Monday, November 14th 2022
AMD Explains the Economics Behind Chiplets for GPUs
AMD, in its technical presentation for the new Radeon RX 7900 series "Navi 31" GPU, gave us an elaborate explanation on why it had to take the chiplets route for high-end GPUs, devices that are far more complex than CPUs. The company also enlightened us on what sets chiplet-based packages apart from classic multi-chip modules (MCMs). An MCM is a package that consists of multiple independent devices sharing a fiberglass substrate.

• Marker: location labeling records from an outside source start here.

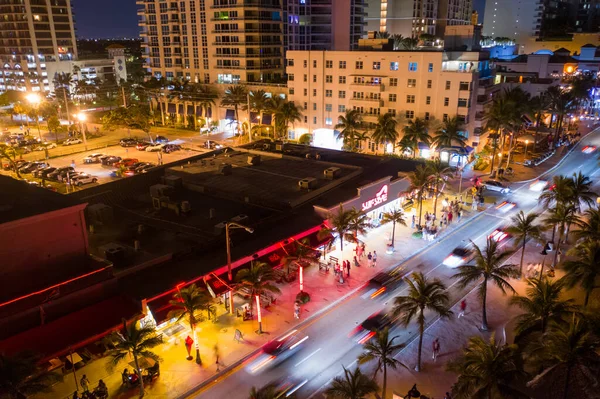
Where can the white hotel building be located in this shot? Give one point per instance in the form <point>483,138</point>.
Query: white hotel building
<point>425,84</point>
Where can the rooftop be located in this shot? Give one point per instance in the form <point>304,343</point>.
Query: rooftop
<point>20,200</point>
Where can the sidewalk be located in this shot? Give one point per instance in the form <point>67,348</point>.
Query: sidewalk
<point>179,376</point>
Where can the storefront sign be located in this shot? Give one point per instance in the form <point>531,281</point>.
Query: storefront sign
<point>380,198</point>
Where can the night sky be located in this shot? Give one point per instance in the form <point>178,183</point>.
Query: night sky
<point>118,18</point>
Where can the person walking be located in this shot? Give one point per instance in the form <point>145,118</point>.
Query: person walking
<point>85,383</point>
<point>463,307</point>
<point>436,349</point>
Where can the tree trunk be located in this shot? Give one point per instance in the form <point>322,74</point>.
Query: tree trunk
<point>139,373</point>
<point>421,331</point>
<point>484,326</point>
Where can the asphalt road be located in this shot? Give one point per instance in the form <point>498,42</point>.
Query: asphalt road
<point>329,347</point>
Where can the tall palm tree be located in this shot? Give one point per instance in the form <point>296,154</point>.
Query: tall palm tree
<point>417,131</point>
<point>449,134</point>
<point>423,295</point>
<point>258,279</point>
<point>20,376</point>
<point>385,130</point>
<point>187,302</point>
<point>347,127</point>
<point>568,356</point>
<point>523,227</point>
<point>134,341</point>
<point>353,385</point>
<point>235,96</point>
<point>489,267</point>
<point>584,270</point>
<point>542,306</point>
<point>487,369</point>
<point>382,349</point>
<point>339,225</point>
<point>438,173</point>
<point>419,180</point>
<point>394,216</point>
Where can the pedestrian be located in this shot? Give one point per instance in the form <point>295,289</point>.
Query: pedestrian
<point>463,307</point>
<point>85,383</point>
<point>436,348</point>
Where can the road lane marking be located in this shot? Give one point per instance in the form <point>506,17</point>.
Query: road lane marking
<point>307,357</point>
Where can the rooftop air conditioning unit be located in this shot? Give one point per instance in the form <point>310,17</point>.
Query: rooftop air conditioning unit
<point>332,173</point>
<point>307,183</point>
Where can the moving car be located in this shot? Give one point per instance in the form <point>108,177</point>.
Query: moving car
<point>154,147</point>
<point>495,185</point>
<point>72,141</point>
<point>458,257</point>
<point>384,282</point>
<point>82,179</point>
<point>276,351</point>
<point>93,158</point>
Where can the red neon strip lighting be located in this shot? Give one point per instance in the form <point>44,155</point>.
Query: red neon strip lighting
<point>52,287</point>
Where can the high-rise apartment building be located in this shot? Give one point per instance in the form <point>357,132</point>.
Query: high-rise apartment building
<point>324,24</point>
<point>33,33</point>
<point>412,18</point>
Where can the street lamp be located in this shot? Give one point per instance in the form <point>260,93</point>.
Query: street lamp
<point>81,117</point>
<point>34,99</point>
<point>232,225</point>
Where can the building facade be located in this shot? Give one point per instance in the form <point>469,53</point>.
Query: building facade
<point>407,84</point>
<point>33,33</point>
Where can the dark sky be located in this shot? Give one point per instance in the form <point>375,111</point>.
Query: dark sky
<point>118,18</point>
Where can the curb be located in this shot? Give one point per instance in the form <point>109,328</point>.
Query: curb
<point>330,306</point>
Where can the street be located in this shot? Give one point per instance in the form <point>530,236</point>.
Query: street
<point>329,347</point>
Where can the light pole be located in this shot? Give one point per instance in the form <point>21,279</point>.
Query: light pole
<point>232,225</point>
<point>81,117</point>
<point>34,99</point>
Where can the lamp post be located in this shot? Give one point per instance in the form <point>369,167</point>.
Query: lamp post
<point>81,117</point>
<point>34,99</point>
<point>232,225</point>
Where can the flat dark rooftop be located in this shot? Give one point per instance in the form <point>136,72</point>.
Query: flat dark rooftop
<point>272,183</point>
<point>20,200</point>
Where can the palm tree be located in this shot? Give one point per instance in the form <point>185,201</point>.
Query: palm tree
<point>339,225</point>
<point>187,302</point>
<point>487,369</point>
<point>568,357</point>
<point>21,377</point>
<point>258,279</point>
<point>235,96</point>
<point>385,130</point>
<point>419,180</point>
<point>394,216</point>
<point>584,270</point>
<point>353,385</point>
<point>523,227</point>
<point>438,173</point>
<point>347,127</point>
<point>542,306</point>
<point>423,295</point>
<point>382,349</point>
<point>489,266</point>
<point>269,391</point>
<point>449,134</point>
<point>417,131</point>
<point>134,341</point>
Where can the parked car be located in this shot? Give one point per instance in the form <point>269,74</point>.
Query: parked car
<point>142,145</point>
<point>495,185</point>
<point>72,141</point>
<point>83,178</point>
<point>168,148</point>
<point>154,147</point>
<point>110,160</point>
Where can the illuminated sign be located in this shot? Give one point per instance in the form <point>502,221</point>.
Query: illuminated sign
<point>380,198</point>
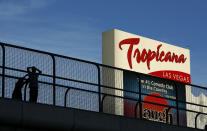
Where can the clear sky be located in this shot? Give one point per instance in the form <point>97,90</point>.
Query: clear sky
<point>74,27</point>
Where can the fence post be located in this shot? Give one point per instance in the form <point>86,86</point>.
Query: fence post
<point>3,70</point>
<point>54,79</point>
<point>99,88</point>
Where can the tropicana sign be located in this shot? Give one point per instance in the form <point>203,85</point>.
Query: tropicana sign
<point>147,56</point>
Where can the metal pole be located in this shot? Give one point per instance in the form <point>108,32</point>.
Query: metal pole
<point>3,70</point>
<point>99,88</point>
<point>177,108</point>
<point>54,79</point>
<point>140,99</point>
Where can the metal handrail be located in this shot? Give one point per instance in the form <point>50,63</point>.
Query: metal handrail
<point>98,84</point>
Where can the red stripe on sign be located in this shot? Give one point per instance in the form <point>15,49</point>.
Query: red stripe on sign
<point>173,75</point>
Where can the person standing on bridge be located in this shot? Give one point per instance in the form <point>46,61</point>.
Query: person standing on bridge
<point>33,74</point>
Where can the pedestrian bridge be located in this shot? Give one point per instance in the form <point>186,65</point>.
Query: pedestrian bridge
<point>75,94</point>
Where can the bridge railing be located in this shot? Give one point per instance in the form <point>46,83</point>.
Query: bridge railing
<point>85,85</point>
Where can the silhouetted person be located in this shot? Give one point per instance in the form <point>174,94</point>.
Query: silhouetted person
<point>33,74</point>
<point>17,93</point>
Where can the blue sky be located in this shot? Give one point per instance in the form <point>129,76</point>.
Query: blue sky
<point>74,27</point>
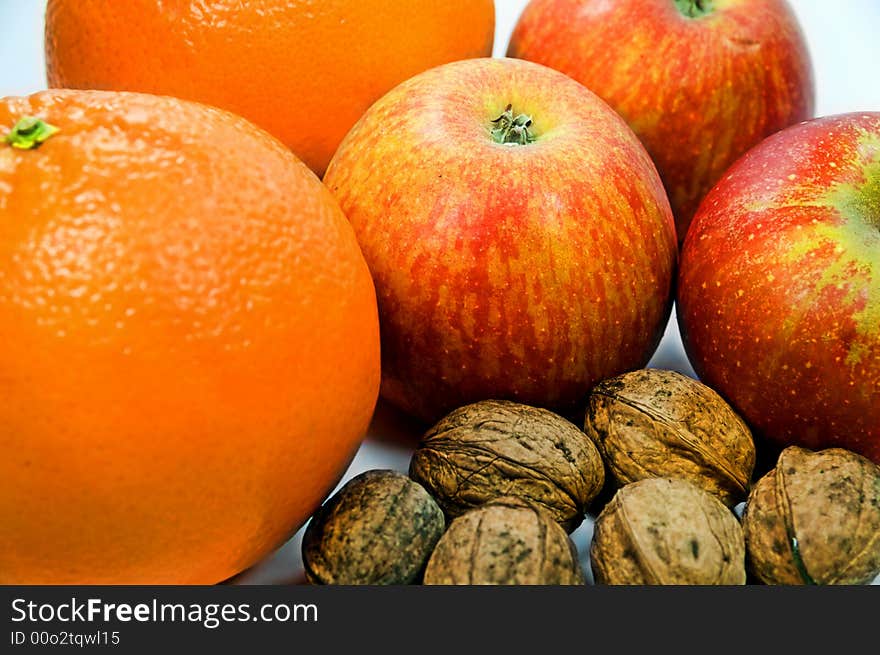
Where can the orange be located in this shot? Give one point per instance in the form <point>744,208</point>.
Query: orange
<point>191,348</point>
<point>305,71</point>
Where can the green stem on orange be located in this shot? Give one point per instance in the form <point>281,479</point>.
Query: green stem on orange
<point>694,8</point>
<point>512,130</point>
<point>29,132</point>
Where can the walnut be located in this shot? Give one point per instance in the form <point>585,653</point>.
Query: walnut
<point>499,448</point>
<point>815,519</point>
<point>378,529</point>
<point>507,541</point>
<point>665,531</point>
<point>656,423</point>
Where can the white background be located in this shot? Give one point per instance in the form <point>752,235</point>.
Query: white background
<point>843,42</point>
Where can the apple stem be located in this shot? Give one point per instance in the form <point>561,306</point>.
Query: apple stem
<point>512,130</point>
<point>694,8</point>
<point>29,132</point>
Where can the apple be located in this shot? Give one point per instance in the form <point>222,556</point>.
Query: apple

An example of an MCM would be a mobile Intel Core processor, in which the CPU die and the PCH die share a substrate. Here, the CPU and the PCH are independent pieces of silicon that can otherwise exist on their own packages (as they do on the desktop platform), but have been paired together on a single substrate to minimize PCB footprint, which is precious on a mobile platform. A chiplet-based device is one where a substrate is made up of multiple dies that cannot otherwise independently exist on their own packages without an impact on inter-die bandwidth or latency. They are essentially what should have been components on a monolithic die, but disintegrated into separate dies built on different semiconductor foundry nodes, with a purely cost-driven motive.AMD's pivot to chiplets is driven by rising costs of semiconductor wafers, as the silicon fabrication process advances along the transistor-size scale. Although AMD became a fabless company 13 years ago, it had a cozy arrangement with Globalfoundries, the former AMD foundry division that it spun off. The company continued to source processors from Globalfoundries until the 14 nm-12 nm class FinFET nodes, and although Globalfoundries had originally planned to make a sub-10 nm node that was competitive with TSMC 7 nm and Samsung 8 nm; these plans fell through. AMD maintained relations with TSMC, from which it was manufacturing its Radeon GPUs. Since TSMC had the best 7 nm-class node and the capacity to scale production upward; the company made its biggest bet, building processors on 7 nm.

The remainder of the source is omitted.